Are you ambiguous about whether your car has LT tires or not? Just look closely! You’ll see “LT” in the size mark on the truck tire. You can also check for the same mark “LT” on the decal located in the driver’s door area and also try checking in the glove box as well. Some of the pro motorists are also very much satisfied with the ride quality simply by switching from the LT-rated tire to a passenger (P-Metric) tire. But really those are pro motorists!

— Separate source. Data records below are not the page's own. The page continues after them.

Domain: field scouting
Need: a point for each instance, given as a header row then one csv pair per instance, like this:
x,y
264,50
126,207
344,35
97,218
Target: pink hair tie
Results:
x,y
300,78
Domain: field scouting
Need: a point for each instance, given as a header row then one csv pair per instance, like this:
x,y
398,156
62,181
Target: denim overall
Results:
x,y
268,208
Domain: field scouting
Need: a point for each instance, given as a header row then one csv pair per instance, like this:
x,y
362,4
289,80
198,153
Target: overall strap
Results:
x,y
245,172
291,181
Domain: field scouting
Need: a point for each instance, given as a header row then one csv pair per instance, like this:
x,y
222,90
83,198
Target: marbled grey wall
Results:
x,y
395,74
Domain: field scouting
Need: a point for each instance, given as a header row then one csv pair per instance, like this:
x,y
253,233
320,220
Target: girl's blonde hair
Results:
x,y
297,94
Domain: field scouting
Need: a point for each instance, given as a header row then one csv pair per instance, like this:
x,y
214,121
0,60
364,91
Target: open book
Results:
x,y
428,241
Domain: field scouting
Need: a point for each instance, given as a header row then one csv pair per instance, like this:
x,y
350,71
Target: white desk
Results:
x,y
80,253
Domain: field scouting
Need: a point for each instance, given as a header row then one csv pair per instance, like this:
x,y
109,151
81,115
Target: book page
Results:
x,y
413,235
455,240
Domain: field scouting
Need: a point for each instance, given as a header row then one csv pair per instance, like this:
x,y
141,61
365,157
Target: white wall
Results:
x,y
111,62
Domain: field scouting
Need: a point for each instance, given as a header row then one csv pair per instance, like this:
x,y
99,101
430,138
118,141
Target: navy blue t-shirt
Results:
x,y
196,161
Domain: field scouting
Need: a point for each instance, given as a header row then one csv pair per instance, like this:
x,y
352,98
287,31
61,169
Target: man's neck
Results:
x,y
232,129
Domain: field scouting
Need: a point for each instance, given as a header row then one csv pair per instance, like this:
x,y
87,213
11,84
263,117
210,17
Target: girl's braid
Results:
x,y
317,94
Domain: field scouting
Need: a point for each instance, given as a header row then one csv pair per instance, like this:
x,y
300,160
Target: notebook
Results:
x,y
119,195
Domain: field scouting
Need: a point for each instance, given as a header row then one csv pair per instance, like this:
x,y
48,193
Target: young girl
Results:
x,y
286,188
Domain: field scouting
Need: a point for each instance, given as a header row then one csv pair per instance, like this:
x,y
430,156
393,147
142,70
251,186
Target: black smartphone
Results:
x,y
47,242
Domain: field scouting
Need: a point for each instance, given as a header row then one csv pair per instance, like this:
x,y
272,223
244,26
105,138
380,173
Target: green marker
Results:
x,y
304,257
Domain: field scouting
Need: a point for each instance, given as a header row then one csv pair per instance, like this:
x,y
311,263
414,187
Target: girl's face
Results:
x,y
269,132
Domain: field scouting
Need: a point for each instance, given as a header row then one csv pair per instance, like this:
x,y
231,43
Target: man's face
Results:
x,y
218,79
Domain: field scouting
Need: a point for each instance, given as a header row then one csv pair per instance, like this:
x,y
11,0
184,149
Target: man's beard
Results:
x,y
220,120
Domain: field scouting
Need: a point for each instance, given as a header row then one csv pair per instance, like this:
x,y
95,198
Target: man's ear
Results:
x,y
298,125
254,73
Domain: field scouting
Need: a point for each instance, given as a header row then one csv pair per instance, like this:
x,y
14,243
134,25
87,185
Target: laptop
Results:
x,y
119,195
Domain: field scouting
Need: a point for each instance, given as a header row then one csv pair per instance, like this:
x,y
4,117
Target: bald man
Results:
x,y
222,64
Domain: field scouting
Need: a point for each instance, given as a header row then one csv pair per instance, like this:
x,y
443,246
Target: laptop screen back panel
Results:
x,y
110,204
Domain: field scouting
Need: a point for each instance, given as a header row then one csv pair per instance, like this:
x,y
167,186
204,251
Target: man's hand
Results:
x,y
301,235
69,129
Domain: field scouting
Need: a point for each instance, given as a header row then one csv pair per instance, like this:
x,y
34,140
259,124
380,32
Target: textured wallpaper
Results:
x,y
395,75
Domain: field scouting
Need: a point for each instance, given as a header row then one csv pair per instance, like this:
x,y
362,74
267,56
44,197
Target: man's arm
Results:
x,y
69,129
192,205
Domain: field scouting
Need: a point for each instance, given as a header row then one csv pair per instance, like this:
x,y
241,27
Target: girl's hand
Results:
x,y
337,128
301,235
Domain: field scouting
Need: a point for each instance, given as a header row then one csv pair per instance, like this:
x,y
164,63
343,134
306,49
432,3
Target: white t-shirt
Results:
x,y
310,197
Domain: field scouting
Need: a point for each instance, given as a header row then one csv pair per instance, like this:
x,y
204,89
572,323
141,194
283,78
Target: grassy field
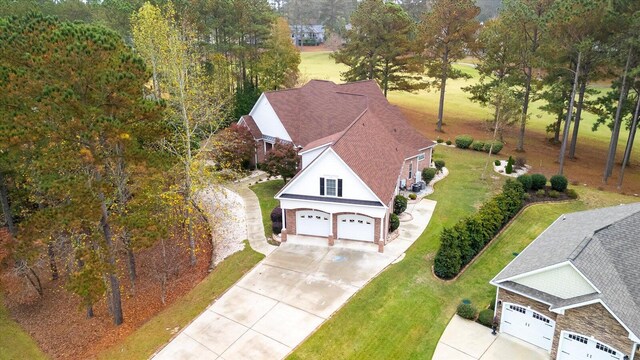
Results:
x,y
152,335
463,116
265,192
402,313
15,343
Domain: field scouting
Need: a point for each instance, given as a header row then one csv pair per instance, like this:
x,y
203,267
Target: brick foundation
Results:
x,y
591,321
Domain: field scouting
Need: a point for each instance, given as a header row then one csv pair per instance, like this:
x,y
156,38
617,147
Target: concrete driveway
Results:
x,y
279,303
468,340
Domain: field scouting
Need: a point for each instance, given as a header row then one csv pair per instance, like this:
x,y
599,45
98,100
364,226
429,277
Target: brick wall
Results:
x,y
593,320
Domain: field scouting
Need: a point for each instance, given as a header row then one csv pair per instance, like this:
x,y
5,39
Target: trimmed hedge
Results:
x,y
467,311
428,174
478,146
462,242
463,141
394,222
538,181
497,147
559,183
525,180
399,204
486,317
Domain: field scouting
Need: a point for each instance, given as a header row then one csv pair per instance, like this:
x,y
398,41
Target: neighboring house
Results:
x,y
356,150
307,34
575,290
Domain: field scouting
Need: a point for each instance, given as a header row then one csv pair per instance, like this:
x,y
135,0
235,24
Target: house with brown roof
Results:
x,y
575,290
356,151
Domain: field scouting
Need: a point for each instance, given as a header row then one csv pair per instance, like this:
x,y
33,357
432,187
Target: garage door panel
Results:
x,y
356,227
312,222
574,346
527,325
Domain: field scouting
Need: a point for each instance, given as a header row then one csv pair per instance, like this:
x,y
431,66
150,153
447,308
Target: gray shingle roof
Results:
x,y
604,245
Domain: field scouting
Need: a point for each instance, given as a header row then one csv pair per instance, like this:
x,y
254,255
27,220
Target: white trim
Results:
x,y
522,294
314,148
525,249
324,153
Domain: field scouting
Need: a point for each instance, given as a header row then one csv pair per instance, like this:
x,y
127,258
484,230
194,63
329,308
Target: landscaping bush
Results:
x,y
497,146
428,174
462,242
572,194
478,146
538,181
526,181
485,317
394,222
276,214
559,183
464,141
467,311
276,227
399,204
509,168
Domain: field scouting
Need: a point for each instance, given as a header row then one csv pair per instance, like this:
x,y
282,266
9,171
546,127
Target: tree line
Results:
x,y
548,50
106,129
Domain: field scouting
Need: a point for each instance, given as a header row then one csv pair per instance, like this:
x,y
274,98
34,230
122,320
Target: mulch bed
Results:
x,y
58,323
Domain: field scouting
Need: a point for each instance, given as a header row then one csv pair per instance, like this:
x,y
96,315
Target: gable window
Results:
x,y
330,187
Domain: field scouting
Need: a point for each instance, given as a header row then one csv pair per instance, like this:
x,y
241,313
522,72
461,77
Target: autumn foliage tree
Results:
x,y
282,160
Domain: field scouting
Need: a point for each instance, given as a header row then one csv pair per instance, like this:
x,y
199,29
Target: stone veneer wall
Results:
x,y
591,320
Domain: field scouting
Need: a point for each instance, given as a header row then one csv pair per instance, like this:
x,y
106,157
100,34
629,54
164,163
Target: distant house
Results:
x,y
307,34
356,151
575,290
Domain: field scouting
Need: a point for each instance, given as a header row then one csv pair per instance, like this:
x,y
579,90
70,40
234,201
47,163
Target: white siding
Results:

If you can’t make that decision on your own, just get to the tire expert to help you buy a replacement tire getting the right size & load rating. You can also get in touch with several tire experts to learn when it’s the best time to deviate from the vehicle manufacturers’ LT tire recommendations. Here’re a few things you should be mindful of when buying the truck tires. So let’s dive in;
Harsh/Tough Driving Conditions
Before walking into the tire shop or perhaps scrolling down the online store, keep in mind possible heaviest loads and tough road conditions that the tires need to encounter. When scanning through different options, make sure the tires’ load rating matches the heaviest possible lead and not the average one.
Look at the tread designs also as they have to match the worst road conditions. In case the roads are muddy or snow covered, get along with more aggressive tread. Choose the rubber compound that offers more traction and is very much resistant as well.
Not all Trucks are for Off-Roading
Nowadays – in the truck tire industry, the “off-road” look is the hottest trend. They might seem to have beefy & aggressive tread blocks, but they’ll most likely have poor “road manners. Perhaps that’s the reason why many motorists are not in favor of these tires as they offer a stiff ride, less comfort & poor handling. And at the highway speeds, these tires are extremely noisy.
Here comes the next hottest trend; trucks with extra-large wheels & low-profile tires. Inevitably, this combination is going to offer a harsh ride. The larger wheel decreases the braking ability, cause faster suspension wear and decrease the overall truck stability. Due to having the less rubber, the wheels experience more damage when hit the potholes.
Buying the Extras
When buying the commercial vehicle tyres, you often get the offers from the dealership about buying the free lifetime rotation & balancing or perhaps an additional road hazard warranty. Both of these packages might add like $40 to the cost of each tire. But the regular tire rotation & balancing are extremely important to get most out of your tires. So obviously it’s worth the money.
You can also consider buying the insurance in case you drive in the construction zones like over curbs & rocks. For those of you who regularly drive on bad roads & encounter potholes, road hazard insurance will make more sense.